Lato dobiega końca, a wielu z nas
myśli już o zimie. To naprawdę trudny moment dla wszystkich drewnianych
budynków. Pod wpływem niesprzyjających warunków pogodowych domki
letniskowe drewniane mogą szybko ulec zużyciu. Warto więc jak
najszybciej pomyśleć o choćby minimalnym zabezpieczeniu budynku
wykonanego z drewna przed nadejściem tej ciężkiej pory roku.

Podstawową
czynnością musi być osuszenie instalacji. Jeżeli to zaniedbamy, woda w
rurach prawdopodobnie zamarznie, a lód uszkodzi instalację.

Największym
problemem w niezamieszkiwanym zimą domku letniskowym jest wilgotność.
Jeżeli tylko będzie to możliwe, rozsądnie jest przynajmniej raz w
tygodniu ogrzać i do tego przewietrzyć wnętrze. Wilgoć pojawia się
stosunkowo szybko i jest w stanie przyczynić się do rozwoju grzybów.
Wspaniałym pomysłem będzie na pewno zakonserwowanie wszelkich mebli
przez okrycie ich odpowiednią folią. Żeby możliwie najlepiej ustrzec
domek przed wilgocią, należy wnikliwie sprawdzić, czy w ściankach,
okiennicach czy drzwiach są szpary, przez które ewentualnie może
przedostanie się wilgoć.

Domki letniskowe drewniane
potrzebują także solidnego zbadania kondycji ścianek z zewnątrz.
Wszystkie usterki np. słabe deski trzeba wymienić jeszcze przed
początkiem zimy. Ciężkie warunki pogodowe jeszcze pogorszą ich stan, a
wiosenne naprawy będą wyraźnie większe i niestety także droższe.
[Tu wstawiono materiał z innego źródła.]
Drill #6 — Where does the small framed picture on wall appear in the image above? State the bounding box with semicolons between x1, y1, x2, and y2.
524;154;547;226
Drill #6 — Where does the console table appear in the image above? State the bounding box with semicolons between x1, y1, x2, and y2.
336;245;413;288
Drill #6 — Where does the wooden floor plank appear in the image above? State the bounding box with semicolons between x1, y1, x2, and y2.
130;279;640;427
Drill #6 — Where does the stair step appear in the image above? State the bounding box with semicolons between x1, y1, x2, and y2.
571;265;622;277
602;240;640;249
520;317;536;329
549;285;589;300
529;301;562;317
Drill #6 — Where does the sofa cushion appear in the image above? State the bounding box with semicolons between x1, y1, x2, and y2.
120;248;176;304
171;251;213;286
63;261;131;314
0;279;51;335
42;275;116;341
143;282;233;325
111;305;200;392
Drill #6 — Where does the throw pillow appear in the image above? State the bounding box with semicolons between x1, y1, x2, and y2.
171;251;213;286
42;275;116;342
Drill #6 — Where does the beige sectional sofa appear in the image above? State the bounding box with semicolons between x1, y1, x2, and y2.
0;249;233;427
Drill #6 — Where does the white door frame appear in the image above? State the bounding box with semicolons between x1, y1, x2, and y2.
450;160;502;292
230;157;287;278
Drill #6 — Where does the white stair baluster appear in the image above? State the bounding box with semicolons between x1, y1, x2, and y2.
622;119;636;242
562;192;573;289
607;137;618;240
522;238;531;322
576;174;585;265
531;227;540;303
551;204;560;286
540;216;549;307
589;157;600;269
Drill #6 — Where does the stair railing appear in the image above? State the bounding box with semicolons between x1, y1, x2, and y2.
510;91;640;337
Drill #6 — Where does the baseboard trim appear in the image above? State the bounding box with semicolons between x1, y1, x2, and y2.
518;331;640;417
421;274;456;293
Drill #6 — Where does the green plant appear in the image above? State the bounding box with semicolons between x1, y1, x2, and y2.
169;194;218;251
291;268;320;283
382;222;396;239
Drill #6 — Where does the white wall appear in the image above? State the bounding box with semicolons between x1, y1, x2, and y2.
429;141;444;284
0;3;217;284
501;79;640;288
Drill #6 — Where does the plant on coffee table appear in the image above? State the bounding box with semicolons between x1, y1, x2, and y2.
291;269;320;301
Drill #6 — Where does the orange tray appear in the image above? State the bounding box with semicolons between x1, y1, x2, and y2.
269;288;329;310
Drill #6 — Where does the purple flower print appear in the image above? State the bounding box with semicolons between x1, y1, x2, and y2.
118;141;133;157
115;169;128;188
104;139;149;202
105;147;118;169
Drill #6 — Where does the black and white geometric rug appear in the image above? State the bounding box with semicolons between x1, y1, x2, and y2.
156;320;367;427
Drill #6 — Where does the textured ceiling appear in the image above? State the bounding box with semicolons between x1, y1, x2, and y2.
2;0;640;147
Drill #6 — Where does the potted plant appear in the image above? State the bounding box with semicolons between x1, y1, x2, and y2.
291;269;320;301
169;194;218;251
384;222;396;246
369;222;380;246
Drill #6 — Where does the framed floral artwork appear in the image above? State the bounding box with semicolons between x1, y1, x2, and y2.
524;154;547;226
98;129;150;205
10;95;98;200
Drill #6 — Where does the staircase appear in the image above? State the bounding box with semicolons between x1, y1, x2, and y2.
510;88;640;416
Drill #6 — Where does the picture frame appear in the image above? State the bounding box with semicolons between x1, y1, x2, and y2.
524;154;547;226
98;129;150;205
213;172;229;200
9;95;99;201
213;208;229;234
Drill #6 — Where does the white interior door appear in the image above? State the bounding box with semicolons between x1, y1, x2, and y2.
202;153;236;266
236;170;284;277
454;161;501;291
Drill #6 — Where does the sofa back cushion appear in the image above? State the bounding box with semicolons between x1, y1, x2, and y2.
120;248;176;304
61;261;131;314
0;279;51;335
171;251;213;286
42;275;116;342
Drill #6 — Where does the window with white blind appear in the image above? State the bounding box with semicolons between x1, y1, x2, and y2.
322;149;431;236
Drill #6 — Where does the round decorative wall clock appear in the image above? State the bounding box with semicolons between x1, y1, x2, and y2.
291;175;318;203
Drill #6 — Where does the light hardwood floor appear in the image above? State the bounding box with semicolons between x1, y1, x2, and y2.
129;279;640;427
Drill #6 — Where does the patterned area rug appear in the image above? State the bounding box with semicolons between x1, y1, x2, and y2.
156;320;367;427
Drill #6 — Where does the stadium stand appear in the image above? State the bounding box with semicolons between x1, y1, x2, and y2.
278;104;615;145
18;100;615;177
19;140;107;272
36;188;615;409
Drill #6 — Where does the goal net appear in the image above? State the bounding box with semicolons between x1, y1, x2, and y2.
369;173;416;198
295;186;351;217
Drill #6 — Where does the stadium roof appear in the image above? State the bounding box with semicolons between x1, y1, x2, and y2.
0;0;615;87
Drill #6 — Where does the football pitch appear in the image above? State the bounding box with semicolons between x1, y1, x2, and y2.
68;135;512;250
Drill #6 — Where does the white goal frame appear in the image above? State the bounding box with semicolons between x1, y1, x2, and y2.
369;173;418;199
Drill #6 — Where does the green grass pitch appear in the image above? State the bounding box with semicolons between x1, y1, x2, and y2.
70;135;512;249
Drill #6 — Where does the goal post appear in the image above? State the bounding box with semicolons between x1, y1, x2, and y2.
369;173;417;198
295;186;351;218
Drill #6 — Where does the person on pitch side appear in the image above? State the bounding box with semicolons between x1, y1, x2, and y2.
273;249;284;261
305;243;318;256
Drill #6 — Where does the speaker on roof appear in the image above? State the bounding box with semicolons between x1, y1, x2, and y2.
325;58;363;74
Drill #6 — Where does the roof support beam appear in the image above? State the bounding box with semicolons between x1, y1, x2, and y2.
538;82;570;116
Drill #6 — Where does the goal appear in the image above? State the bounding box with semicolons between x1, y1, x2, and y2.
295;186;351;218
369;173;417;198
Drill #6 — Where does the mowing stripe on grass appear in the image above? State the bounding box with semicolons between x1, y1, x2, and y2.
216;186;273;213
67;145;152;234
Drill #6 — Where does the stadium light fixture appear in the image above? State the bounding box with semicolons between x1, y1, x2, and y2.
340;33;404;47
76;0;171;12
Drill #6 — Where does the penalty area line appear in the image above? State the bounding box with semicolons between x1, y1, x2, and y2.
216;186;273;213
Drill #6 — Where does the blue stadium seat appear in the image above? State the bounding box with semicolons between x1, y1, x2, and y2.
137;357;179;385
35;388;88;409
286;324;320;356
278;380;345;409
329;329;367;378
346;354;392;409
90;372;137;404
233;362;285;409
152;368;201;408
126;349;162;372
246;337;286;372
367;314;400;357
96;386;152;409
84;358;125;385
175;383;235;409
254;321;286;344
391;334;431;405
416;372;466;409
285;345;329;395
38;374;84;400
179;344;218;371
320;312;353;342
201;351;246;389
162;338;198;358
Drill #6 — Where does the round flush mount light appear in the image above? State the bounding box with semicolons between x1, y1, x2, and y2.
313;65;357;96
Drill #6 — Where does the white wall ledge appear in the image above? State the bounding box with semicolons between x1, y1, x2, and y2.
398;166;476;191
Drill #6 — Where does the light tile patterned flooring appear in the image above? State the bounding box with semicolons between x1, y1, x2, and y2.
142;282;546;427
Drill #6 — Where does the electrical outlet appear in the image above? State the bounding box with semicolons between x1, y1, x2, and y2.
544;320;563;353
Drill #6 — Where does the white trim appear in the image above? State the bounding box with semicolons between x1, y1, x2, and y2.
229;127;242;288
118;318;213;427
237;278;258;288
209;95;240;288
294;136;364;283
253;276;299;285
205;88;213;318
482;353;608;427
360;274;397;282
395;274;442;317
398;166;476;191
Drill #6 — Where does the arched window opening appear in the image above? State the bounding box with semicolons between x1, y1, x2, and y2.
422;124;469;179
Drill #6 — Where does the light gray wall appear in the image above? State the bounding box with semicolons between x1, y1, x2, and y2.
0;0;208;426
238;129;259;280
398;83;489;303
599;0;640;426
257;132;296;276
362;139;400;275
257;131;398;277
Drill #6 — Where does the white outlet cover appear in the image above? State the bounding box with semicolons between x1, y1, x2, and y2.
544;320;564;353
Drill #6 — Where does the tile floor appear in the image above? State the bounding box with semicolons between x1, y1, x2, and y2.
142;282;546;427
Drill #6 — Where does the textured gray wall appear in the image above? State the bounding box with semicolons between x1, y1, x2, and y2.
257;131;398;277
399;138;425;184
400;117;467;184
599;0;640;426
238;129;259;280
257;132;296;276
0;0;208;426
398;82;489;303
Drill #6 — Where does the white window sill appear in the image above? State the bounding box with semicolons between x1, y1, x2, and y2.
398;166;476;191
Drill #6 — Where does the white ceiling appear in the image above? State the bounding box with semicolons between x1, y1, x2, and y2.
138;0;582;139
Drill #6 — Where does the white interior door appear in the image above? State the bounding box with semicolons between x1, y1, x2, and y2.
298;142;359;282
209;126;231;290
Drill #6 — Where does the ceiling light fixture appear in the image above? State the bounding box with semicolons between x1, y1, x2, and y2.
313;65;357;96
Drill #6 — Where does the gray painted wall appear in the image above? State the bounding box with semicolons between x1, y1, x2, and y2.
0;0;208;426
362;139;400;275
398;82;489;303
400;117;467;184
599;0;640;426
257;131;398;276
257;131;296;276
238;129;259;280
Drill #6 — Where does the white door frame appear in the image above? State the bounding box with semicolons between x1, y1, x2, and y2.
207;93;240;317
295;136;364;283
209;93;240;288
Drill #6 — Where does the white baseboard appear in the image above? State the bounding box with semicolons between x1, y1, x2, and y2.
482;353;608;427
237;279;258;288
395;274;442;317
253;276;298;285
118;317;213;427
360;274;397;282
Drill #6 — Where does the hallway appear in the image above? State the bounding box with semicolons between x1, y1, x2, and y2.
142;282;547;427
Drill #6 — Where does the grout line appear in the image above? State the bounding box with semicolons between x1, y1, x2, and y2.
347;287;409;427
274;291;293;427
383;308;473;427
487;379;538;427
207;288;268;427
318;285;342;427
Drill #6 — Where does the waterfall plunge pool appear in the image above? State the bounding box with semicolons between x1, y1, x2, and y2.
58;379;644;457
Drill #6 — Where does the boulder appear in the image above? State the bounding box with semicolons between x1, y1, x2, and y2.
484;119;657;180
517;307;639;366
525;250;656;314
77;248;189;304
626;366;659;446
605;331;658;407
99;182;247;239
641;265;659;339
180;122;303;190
Przed
wyjazdem z działki skontrolujmy też dokładnie dach i od razu
przeciwdziałajmy dalszym problemom.

Niezwykle istotnym punktem
będzie na pewno przetestowanie drożności rynien. Jeżeli są niedrożne,
mogą wywołać małą powódź, kiedy śnieg stopnieje. Zawsze pamiętajmy też o
zablokowaniu wlotów wentylacyjnych i komina. Tą drogą umieją przecisnąć
się do środka dzikie zwierzęta szukające schronienia przez zimą.